2. The system of claim 1 , wherein the object detection part is configured to detect the object included in the image using a You Only Look Once (YOLO) object detection algorithm.
3. The system of claim 2 , wherein the feature extraction part is configured to use a deep learning-based object detection algorithm for the at least one object detected by the object detection part to extract the at least one feature point of the at least one object.
4. The system of claim 1 , wherein the image search part is configured to detect the object of the image for search, through the object detection part, and to detect the feature point of the object and the proper noun of the object, through the feature extraction part.
5. An image search method using extraction of a feature point of an object from an image, the method being configured to implement the image search system using extraction of a feature point of an object from an image according to claim 1 and the method comprising:
(a) collecting, by an image collection part, image data collected from at least one camera;
(b) detecting, by an object detection part, at least one object included in the image data;
(c) extracting, by a feature extraction part, a feature point of the at least one object detected by the object detection part, and determining a proper noun of the least one object on the basis of the extracted feature point;
(d) performing comparison with information stored in a database on the basis of information extracted by the object detection part and the feature extraction part, and searching for an image corresponding to a comparison result by an image search part; and
(e) extracting the at least one image found by the image search part from the database.

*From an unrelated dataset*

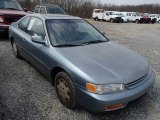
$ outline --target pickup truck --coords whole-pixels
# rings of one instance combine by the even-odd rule
[[[12,22],[18,21],[25,16],[20,4],[15,0],[0,0],[0,32],[8,32]]]
[[[122,22],[121,16],[117,11],[104,11],[103,9],[93,9],[92,18],[94,20],[104,20],[109,22]]]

6. The method of claim 5 , wherein in the step (b), the object included in the image is detected using a You Only Look Once (YOLO) object detection algorithm.
7. The method of claim 6 , wherein in the step (c), a deep learning-based object detection algorithm is used for the at least one object detected by the object detection part to extract the at least one feature point of the at least one object.
8. The method of claim 6 , wherein in the step (d), the object included in the image for search is extracted by the object detection part and the feature point of the object and the proper noun of the object are extracted by the feature extraction part, and the extracted object, the feature point of the extracted object, and the proper noun of the extracted object are compared with the information stored in the database (an object, a feature point of the object, and a proper noun of the object stored in the database).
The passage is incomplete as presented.